PI solicitor “put relationship with CMCs ahead of clients”

SDT: Solicitor ignored concerns

A personal injury solicitor put his own interests ahead of his clients, turning a “Nelsonian blind eye” when concerns were raised so as to maintain the flow of referrals from claims companies, a tribunal has heard.

Farooq Rafiq was struck off for multiple breaches of the rules and also following three convictions for assault – one committed while he was on bail for the other two.

The Solicitors Disciplinary Tribunal (SDT) heard that Mr Rafiq, born in 1984, qualified in 2009 and from 2011 was a partner at Broadway Solicitors in Oldham before it incorporated as Broadway Legal in 2016 and he became the sole director. The Solicitors Regulation Authority (SRA) closed down the firm in November 2018.

We reported last year that, shortly before the intervention, he made 21 staff redundant by text message, in breach of employment law. The firm also outsourced work to Nottingham-based Alpha UK Business Services.

Several allegations were dropped ahead of the tribunal, leaving the rest agreed by the SRA and Mr Rafiq.

These included that Broadway “occasionally” sent claims notification forms in road traffic claims only for it to emerge later that the supposed client had never even heard of the firm.

Mr Rafiq then failed to take action when the Motor Insurers Bureau and third-party insurers raised concerns about the veracity of certain claims.
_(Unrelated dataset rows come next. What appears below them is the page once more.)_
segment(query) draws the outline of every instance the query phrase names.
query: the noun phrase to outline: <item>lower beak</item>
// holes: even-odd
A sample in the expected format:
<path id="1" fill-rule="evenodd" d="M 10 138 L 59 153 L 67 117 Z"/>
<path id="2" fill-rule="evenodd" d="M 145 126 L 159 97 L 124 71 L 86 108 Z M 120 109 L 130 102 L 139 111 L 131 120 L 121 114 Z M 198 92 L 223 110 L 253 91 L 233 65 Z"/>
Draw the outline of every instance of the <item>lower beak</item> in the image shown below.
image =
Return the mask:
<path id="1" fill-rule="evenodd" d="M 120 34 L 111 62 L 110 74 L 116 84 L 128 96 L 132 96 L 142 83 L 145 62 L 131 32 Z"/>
This showed a lack of integrity.

He admitted that Broadway was “financially dependent” on receiving clients from claims management companies (CMCs) – who were responsible for 97% of the firm’s clients – and did not advise clients that paying fees to the CMCs may well not have been in their best interests.

“In contrast, it was in the firm’s interests that the client would pay a fee to the CMC, since the firm had a financial interest in maintaining its flow of clients from CMCs,” the tribunal was told.

The SRA accepted that this misconduct was the result of Mr Rafiq’s “mistaken but genuine belief that it would be improper for him to advise clients on the contracts they had entered into with the CMCs, given that he did business with those CMCs”, but it lacked integrity.

In a few cases, Broadway also procured second medical reports and medical treatments for its clients exclusively from CMCs on which the firm was financially dependent, and from a company which shared a director with Alpha. This too lacked integrity.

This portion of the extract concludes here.